La Yamaha, la casa che lo ha lanciato nel 2019 nella massima categoria e con cui ha trionfato nel 2021 conquistando il titolo mondiale, ha intrapreso una coraggiosa rivoluzione tecnica. Abbandonata la tradizionale filosofia del motore a quattro cilindri in linea, ha optato per un più performante V4, seguendo l'esempio degli altri costruttori. Tuttavia, i risultati finora ottenuti non sembrano essere all'altezza delle aspettative e del potenziale della casa di Iwata.
Quartararo, dal canto suo, non si nasconde dietro a proclami o false speranze. "Non ho aspettative", ha candidamente ammesso alla vigilia del Gran Premio di Thailandia a Buriram.
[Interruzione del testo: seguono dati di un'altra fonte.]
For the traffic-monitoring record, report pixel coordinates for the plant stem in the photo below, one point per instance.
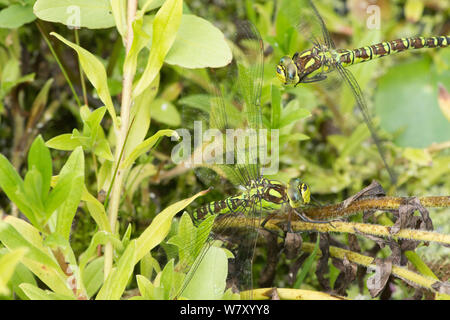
(121, 134)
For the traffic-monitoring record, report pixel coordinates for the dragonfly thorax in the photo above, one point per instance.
(305, 66)
(298, 193)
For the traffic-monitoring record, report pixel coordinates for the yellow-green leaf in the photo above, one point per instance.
(165, 27)
(8, 263)
(145, 146)
(159, 228)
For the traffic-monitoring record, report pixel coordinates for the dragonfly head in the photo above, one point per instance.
(287, 71)
(298, 193)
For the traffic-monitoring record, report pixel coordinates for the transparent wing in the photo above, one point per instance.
(237, 116)
(351, 82)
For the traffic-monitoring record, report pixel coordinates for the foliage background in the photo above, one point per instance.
(330, 149)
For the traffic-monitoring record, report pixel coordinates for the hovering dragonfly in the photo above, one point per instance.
(314, 64)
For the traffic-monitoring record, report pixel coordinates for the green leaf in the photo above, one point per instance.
(117, 280)
(160, 226)
(76, 13)
(165, 112)
(95, 72)
(276, 108)
(37, 260)
(411, 111)
(205, 284)
(93, 276)
(141, 116)
(39, 157)
(21, 275)
(99, 238)
(207, 45)
(119, 10)
(64, 141)
(165, 27)
(96, 210)
(73, 168)
(35, 293)
(16, 16)
(307, 265)
(8, 263)
(12, 184)
(146, 145)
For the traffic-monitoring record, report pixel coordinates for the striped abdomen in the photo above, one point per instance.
(349, 57)
(219, 207)
(269, 195)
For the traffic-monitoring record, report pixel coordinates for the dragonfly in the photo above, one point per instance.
(314, 64)
(238, 217)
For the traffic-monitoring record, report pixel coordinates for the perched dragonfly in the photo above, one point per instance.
(236, 219)
(314, 64)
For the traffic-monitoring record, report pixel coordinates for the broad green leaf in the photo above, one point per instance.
(145, 146)
(95, 72)
(207, 45)
(165, 112)
(410, 110)
(119, 10)
(16, 16)
(8, 263)
(93, 276)
(117, 280)
(12, 239)
(140, 38)
(33, 188)
(40, 262)
(147, 265)
(12, 184)
(27, 231)
(137, 174)
(76, 13)
(39, 157)
(11, 71)
(64, 141)
(74, 168)
(102, 149)
(418, 156)
(165, 27)
(96, 210)
(205, 284)
(276, 108)
(145, 287)
(99, 238)
(35, 293)
(21, 275)
(41, 99)
(141, 115)
(160, 226)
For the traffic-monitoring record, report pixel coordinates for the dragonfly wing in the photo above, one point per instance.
(352, 84)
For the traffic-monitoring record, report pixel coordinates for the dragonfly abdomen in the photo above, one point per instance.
(219, 207)
(350, 57)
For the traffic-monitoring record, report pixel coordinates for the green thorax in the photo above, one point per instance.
(268, 195)
(321, 59)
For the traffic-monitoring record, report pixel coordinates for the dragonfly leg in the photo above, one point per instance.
(316, 78)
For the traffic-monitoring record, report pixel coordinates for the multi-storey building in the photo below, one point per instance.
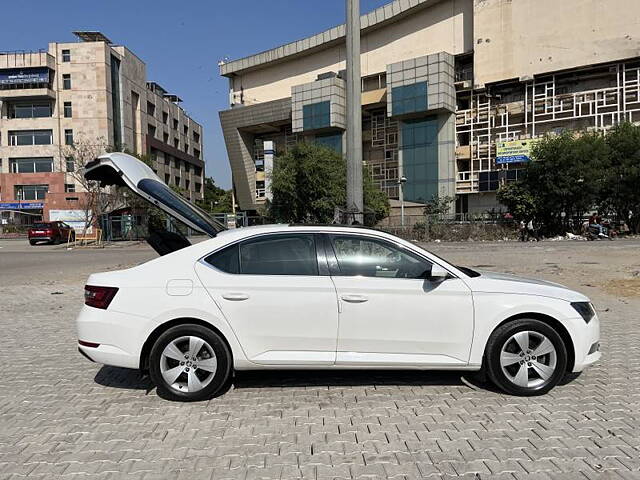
(92, 92)
(453, 92)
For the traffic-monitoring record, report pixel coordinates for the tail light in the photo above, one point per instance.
(99, 297)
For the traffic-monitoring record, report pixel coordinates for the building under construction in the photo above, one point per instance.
(454, 92)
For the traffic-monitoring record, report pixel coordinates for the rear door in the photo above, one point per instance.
(277, 297)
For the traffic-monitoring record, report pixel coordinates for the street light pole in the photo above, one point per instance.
(355, 202)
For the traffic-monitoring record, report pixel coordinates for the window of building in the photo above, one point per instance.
(488, 181)
(68, 136)
(420, 159)
(331, 140)
(409, 98)
(31, 192)
(279, 255)
(367, 257)
(31, 165)
(30, 137)
(30, 110)
(316, 115)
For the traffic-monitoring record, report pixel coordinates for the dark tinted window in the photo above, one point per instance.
(180, 205)
(367, 257)
(226, 260)
(279, 255)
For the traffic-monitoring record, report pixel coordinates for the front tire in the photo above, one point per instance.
(526, 357)
(189, 363)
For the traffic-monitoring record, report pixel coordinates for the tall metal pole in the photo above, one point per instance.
(355, 202)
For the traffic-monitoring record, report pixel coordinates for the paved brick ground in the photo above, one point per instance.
(63, 417)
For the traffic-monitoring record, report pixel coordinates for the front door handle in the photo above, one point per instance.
(354, 298)
(235, 297)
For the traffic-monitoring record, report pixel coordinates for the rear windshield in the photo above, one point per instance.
(182, 207)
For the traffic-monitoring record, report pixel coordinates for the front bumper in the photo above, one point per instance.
(586, 340)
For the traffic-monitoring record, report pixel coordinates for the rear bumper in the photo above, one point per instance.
(118, 337)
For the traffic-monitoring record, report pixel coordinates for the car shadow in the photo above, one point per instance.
(125, 378)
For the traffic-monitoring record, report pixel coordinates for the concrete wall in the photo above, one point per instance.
(445, 26)
(521, 38)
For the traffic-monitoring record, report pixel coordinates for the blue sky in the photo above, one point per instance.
(181, 42)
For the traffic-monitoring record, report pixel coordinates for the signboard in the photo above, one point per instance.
(21, 206)
(514, 151)
(18, 76)
(73, 218)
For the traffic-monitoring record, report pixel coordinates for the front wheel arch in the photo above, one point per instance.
(553, 323)
(160, 329)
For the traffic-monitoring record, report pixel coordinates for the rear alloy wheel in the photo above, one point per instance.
(189, 363)
(526, 357)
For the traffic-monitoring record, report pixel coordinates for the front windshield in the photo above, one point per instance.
(180, 206)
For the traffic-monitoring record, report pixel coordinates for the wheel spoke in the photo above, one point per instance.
(172, 374)
(522, 377)
(545, 371)
(194, 383)
(522, 338)
(507, 358)
(545, 347)
(209, 365)
(195, 344)
(172, 351)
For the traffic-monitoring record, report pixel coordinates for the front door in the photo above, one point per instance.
(283, 310)
(391, 313)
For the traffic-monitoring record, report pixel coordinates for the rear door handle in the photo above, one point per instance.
(354, 298)
(235, 297)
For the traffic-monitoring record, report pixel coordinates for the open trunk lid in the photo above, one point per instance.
(122, 169)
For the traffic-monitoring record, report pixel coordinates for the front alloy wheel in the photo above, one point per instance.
(526, 357)
(189, 362)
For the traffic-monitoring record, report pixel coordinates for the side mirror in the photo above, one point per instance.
(438, 274)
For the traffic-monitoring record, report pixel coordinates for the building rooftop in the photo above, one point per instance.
(92, 36)
(377, 18)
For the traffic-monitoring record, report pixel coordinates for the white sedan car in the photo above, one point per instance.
(318, 297)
Una dichiarazione che riflette una certa rassegnazione, ma anche la consapevolezza del proprio valore. "È difficile mantenere la calma perché sono consapevole del mio potenziale", ha aggiunto il pilota, cercando di giustificare le sue reazioni impulsive, talvolta sfociate in gesti di stizza in pista e ai box.
Proprio Quartararo è stato uno dei principali fautori della svolta tecnica di Yamaha, spingendo per l'adozione del motore V4. Ma il prototipo attuale sembra essere ancora lontano dalle sue aspettative. "A settembre, quando ho provato la moto a Barcellona, le sensazioni non erano positive, il motore era nuovo e la situazione non è cambiata molto", ha spiegato, evidenziando la mancanza di progressi significativi.
Il pilota francese sollecita un cambio di passo da parte del costruttore giapponese. "Sono gli ingegneri che devono trovare qualcosa che ci permetta di trovare una base solida", ha sottolineato, quantificando in secondi il divario prestazionale tra la nuova moto e il modello precedente, equipaggiato con il quattro cilindri in linea. "Il ritmo della simulazione di gara nei test è stato di circa sette decimi più lento rispetto all'anno scorso. Yamaha non sa quando la moto sarà veloce, ma in sei mesi non siamo riusciti a migliorare", ha concluso con amarezza Quartararo.
Le parole di Quartararo, seppur velate di delusione, non suonano come una resa. Il pilota sembra determinato a dare il massimo in questa stagione, consapevole dei propri mezzi e desideroso di onorare al meglio il suo impegno con Yamaha. Allo stesso tempo, guarda già al futuro, forte di una decisione presa che gli consente di affrontare con maggiore serenità questa fase di transizione. Resta da vedere quale sarà la prossima sfida di Fabio Quartararo e se la Yamaha riuscirà a colmare il gap prestazionale per consentirgli di competere al vertice in questo ultimo anno insieme. Le prossime gare saranno decisive per capire se ci saranno margini di miglioramento e quali saranno le reali ambizioni del pilota francese.